« Deux hommes morts, une femme grièvement blessée ». Ces quelques mots en entame de l’article publié au matin du lundi 24 juin 1985 résument le drame qui s’est noué, la veille, au pied d’un immeuble de La Talaudière. Une folie meurtrière qui a coûté la vie à deux frères originaires de Génilac.

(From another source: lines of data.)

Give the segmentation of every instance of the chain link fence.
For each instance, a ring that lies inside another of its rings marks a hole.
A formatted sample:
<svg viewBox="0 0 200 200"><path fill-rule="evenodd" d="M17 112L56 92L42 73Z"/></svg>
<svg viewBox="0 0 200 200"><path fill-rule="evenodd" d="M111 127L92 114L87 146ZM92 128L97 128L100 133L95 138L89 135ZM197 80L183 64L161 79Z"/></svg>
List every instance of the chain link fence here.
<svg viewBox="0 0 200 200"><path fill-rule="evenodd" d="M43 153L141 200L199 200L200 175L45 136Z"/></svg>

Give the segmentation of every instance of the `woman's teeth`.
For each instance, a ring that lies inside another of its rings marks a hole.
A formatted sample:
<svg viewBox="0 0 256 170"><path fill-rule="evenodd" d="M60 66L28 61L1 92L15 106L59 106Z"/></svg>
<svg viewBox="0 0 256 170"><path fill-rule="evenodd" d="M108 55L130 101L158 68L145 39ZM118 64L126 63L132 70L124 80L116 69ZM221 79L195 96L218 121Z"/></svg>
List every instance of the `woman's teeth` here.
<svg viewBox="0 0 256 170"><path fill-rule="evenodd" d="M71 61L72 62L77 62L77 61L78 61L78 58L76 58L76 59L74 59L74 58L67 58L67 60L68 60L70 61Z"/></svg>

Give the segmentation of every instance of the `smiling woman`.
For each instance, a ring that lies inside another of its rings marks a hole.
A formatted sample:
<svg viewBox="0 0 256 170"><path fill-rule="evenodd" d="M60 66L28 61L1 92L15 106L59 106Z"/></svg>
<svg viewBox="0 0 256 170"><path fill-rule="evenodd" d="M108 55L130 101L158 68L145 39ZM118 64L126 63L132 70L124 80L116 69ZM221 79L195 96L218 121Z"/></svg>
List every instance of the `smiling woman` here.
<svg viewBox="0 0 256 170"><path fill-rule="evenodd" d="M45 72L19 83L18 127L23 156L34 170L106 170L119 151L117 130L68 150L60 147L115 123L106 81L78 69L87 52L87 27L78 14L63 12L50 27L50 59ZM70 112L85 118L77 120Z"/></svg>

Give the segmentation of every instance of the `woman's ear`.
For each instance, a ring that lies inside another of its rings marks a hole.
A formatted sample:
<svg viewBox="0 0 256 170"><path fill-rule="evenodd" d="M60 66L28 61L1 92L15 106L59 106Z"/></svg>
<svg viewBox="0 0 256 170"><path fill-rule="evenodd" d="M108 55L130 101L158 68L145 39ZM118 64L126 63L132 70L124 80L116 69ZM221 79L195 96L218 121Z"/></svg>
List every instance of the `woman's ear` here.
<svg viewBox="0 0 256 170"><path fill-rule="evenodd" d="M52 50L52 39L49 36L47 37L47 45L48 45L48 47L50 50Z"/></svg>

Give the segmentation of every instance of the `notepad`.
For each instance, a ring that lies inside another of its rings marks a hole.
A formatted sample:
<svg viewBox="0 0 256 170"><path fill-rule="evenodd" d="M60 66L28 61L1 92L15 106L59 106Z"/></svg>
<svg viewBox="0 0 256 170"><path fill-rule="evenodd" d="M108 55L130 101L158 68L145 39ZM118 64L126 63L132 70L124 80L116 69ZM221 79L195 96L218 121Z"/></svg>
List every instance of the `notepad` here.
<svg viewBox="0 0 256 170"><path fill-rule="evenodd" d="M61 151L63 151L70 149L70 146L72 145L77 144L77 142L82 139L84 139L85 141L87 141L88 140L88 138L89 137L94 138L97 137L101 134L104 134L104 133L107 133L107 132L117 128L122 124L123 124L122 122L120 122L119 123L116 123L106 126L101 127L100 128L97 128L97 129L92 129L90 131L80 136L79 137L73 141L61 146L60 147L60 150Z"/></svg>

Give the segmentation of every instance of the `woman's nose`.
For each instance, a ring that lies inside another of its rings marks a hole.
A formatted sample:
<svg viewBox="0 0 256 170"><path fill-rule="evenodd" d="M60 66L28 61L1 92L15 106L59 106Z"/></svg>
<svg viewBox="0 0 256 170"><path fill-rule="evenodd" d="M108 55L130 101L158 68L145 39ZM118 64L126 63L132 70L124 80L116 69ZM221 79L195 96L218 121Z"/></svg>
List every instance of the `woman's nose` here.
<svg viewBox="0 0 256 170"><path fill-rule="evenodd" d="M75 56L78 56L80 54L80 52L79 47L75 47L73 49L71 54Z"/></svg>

L’affaire débute le samedi soir, dans une pizzeria de Saint-Étienne. Les deux victimes, Bernard et Gilbert V., ont décidé de s’offrir une sortie. Leur table cohabite avec celle de deux jeunes filles, deux amies et voisines qui habitent, quant à elle, à La Talaudière. La discussion s’engage entre les deux tablées. L’ambiance est conviviale et les quatre convives décident de prolonger la soirée ensemble en se rendant dans un club de la rue Honoré-de-Balzac.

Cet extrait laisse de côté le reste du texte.